RBP KD alters neuritic translation and neurite outgrowth. A. Schematic outlining fluorescent non-canonical amino acid tagging (FUNCAT). Cells are starved of methionine before adding methionine analog azidohomoalanine (AHA). AHA is incorporated into new proteins, which, after fixation, is detected by addition of a fluorophore through click chemistry. B. Representative FUNCAT images. sgRNA in blue, FUNCAT signal in red, nuclear stain (DRAQ5) in magenta. Scale bar 20 μm.
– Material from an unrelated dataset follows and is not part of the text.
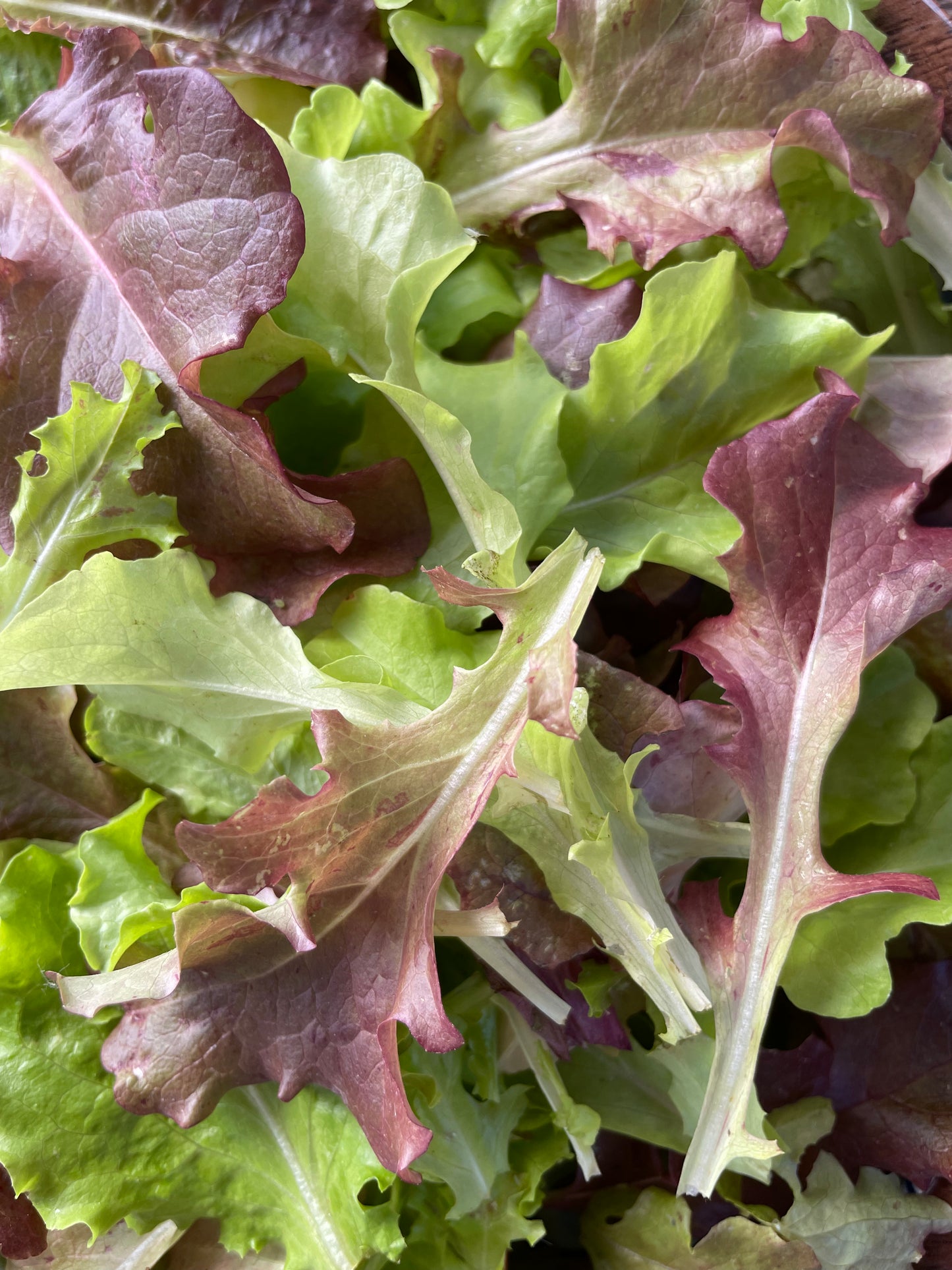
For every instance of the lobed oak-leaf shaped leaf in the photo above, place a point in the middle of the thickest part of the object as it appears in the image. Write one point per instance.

C. Quantification of FUNCAT. TDP-43 has increased translation compared to NT. Background signal is indicated by dotted line (from methionine negative control, Met). Protein synthesis inhibitors anisomycin (Aniso) and cycloheximide (CHX) decrease FUNCAT signal. FUNCAT signal masked by sgRNA prior to intensity quantification. n=3 differentiations (replicates, means for each replicate indicated as large, outlined dots, overall mean indicated by line), 12 wells (medium dots), 12 images per well (small grey dots). p-value from one-way ANOVA of replicate values (overall p < 0.0001), graph shows significant p-value corrected for multiple comparisons. D. Representative micrographs of NT and RBP KD neurospheres 5 days after dox induction. Dashed lines indicate the extent of neurite outgrowth. sgRNA in blue, cytoplasmic mScarlet marker in magenta, and nuclear mNeonGreen in green. Scale bar 1 mm. E. Quantification of neurite diameter (red channel) divided by cell body diameter (green channel) indicates decreased neurite outgrowth in TDP-43 and hnRNPA1 KD. n ≥ 3 spheres per genotype per day. Significant days indicated by stars, **** p<0.0001, *** 0.001 < p < 0.0001, ** 0.01 < p <0.001. n=3–10 for NT, 10–13 for TDP-43 KD, and 9 or 10 for hnRNPA1 KD. Number of spheres vary because spheres were removed from analysis when they touched the edge of the well. P-values from mixed-effects analysis (rather than ANOVA due to the inconsistent number of spheres per day) with Dunnett’s multiple comparison test.